黄色くつやつやした生地にたっぷりのひだを作ったあのドレスを着けて、スカートの裾を両手でつまむようにして絡げた格好のハム子が映っている。
「……綺麗、だ」
ご機嫌取りのために、何かしらのお世辞を言おうと思っていた。
しかし画像を見た途端、なぜか何も考えられなくなって、思いもよらない言葉がぼくの口からこぼれていた。
「でしょー? これ、ハヤ君にも送ってあげる!」
ハム子は興奮気味に言って、スマートフォンをあわただしく操作し始める。
「えっ。
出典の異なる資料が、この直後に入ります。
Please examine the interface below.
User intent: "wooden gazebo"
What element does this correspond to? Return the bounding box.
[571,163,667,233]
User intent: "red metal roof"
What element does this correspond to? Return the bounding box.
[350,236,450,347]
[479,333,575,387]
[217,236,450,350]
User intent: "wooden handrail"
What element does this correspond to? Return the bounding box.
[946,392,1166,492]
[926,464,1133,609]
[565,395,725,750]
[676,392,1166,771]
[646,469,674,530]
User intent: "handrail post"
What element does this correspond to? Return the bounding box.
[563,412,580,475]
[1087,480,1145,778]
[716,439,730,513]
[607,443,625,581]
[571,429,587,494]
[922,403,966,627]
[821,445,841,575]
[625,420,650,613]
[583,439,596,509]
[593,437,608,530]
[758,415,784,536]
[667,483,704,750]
いや、そこまでしなくても──」
言いかけたが、以前の反省から尻ではなく胸のポケットに入れていた、ぼくのスマートフォンがブーっと鳴って振動した。
「早っ。もう送ったのか」
「へ? まだ送れてないよ?」
ぼくはいぶかしい顔をしながら、それを取り出して画面を見る。
下関からの、ETのビデオ通話の着信だった。
「下関君から?」
脇からちらりとのぞき込んできたハム子が訊いてきて、ぼくはうなずいた。
一旦歩道の端に寄って、着信ボタンに触れる。
画面が、下関の笑顔に切り替わった。
「よう、白河……あれ、小牧さんも一緒か。邪魔して悪かったな」
「別に邪魔じゃないよ。で、何の用だ」
「俺が文化祭委員の友だちに代わって、体育館イベントのビデオ撮影をしていた話はしたよな?」
悪い予感に、心臓が小さく躍った。
「ああ、そ、そうだったな……」
「例の『怪物』が出て、俺もすぐ避難したんだが、その時ビデオカメラを録画にしたまま置いていったから、俺らが体育館を出た後の出来事が全部録画されているはずなんだ」
背中に、冷たい汗がじわじわ流れるのを感じた。
映っていたらヤバいものがあるかもしれない、という焦燥感が襲ってくる。
「だから、警察にそのビデオの提供を求められてDVDにコピーして渡したそうなんだが、そのついでにもう一枚コピーを作って、約束どおり俺にくれたんだ。明日は振替休日だから、一緒に観ないか?」
「観る。観る観る観る」
「うほっ、白河にしちゃえらい食いつきのよさだな。じゃあ明日の十時、呉武駅前の『カラオケの超人』前で待ち合わせな。俺も今日は観ないで明日の楽しみにとっとくから」
「分かった。じゃ、また明日」
通話を切り、ぼくはふーっと長い吐息を静かに漏らした。
まずは、ビデオを確認することからだ。
もし、警察に素性を知られたりしたら、一体どうなることか──
「ハヤ君──私も一緒に観に行っていいよね?」
はっと、ぼくは背後から画面をのぞいていたハム子に向き直る。ビデオの話が衝撃的で、彼女の存在をさっぱり忘れていた。
「いや、でも、ハム子は部活とか──」
「体育館がまだ立入禁止になっているから、明日の部活は中止になってるのだ」
「えっと、しかし、下関がいいって言わないと……いや、ハム子が来るって言って、あいつが断るわけがないか」
「決まりなのだ」
にっこりと笑うハム子に、ぼくは苦い顔で、再び深くため息をついた。